Венди качает головой: нет.

— Как! Ведь это его ребенок! Не мог же он ничего не сказать!

Венди молчит. Кэролайн начинает плакать опять. Эти слезы горьки. Это не слезы любви, омывающие сестер, словно стайку рыб на теплой летней отмели. Сейчас в слезах Кэролайн огонь, и алкоголь, и запретный секс, и то чувство, что прячется в глотке на самой глубине. Энджи отводит Кэролайн подальше от Венди, надеясь разорвать электромагнитное поле одержимости. Кэролайн падает в кресло, стараясь взять себя в руки.

— Забудь об этом, Кэролайн, — говорит Энджи.

— Вот видишь, что ты наделала, Венди? — упрекает Линда.

— Я не смогу справиться с этим, — рыдает Кэролайн.

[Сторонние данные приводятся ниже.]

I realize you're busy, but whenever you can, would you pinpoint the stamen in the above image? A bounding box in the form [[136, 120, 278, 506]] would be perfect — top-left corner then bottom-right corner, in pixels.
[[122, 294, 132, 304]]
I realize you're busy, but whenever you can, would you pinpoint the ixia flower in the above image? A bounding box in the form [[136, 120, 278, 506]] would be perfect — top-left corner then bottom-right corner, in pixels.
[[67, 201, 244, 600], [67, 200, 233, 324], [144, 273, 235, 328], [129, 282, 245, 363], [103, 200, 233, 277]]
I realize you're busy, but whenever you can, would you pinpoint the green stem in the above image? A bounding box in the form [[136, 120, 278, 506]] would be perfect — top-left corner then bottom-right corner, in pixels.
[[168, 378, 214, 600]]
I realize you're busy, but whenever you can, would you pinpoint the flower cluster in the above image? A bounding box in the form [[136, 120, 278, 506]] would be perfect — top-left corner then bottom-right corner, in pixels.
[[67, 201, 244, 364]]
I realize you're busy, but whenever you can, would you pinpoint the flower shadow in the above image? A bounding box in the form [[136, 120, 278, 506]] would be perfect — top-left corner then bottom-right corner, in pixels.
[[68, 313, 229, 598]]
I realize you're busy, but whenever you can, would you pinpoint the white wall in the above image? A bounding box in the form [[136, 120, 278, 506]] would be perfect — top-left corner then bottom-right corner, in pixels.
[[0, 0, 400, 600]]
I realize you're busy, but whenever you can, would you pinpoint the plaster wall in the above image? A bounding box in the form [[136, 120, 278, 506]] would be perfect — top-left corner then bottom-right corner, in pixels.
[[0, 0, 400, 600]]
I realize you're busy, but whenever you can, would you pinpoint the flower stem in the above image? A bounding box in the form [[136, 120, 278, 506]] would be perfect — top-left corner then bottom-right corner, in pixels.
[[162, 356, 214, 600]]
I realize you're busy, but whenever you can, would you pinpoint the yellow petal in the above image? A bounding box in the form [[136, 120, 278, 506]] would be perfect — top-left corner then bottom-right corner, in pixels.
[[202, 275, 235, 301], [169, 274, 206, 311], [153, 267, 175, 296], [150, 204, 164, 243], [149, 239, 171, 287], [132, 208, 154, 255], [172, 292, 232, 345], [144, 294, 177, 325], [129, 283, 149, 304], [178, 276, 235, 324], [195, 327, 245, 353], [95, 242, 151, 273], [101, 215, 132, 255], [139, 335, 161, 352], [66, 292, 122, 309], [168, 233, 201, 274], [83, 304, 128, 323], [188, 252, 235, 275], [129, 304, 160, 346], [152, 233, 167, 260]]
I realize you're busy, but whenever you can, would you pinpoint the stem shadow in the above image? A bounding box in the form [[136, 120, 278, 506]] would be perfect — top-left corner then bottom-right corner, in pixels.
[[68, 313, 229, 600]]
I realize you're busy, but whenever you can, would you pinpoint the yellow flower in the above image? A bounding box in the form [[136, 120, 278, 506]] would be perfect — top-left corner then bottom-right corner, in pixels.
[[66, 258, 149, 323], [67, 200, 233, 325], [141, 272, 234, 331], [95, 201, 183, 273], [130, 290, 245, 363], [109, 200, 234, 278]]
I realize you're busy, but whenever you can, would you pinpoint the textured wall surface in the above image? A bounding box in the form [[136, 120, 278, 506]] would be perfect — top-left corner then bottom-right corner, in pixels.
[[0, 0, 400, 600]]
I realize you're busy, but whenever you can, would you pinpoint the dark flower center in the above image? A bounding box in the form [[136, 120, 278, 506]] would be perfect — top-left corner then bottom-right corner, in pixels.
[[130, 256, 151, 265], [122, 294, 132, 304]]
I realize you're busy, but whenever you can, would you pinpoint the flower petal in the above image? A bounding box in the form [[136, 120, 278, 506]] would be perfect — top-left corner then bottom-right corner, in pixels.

Донна поднимается и потирает руки. То еще зрелище: длинные пальцы Донны, украшенные черными ногтями. Словно стрелки, указывающие куда угодно, только не в нужном направлении. Эти пальцы смотрятся еще более причудливо, когда гладят обычные руки. Те руки, которые годами мыли посуду для одного мужчины. Которые изучили каждый дюйм тела этого мужчины и не допускали мысли, что найдутся другие руки, избравшие то же занятие. Те руки, которые хранили верность в браке и не знали мук. Иногда боль — хорошая прививка против больших жизненных трагедий. Одна-две несчастные любви в молодые годы помогут вам в дальнейшем легче перенести расставание. Но Кэролайн не прошла через несчастную любовь. Все в ее жизни шло ладно и гладко — вот в чем вся проблема. Для таких людей быть брошенным любимым человеком — катастрофа. Стихийное бедствие. Волна цунами.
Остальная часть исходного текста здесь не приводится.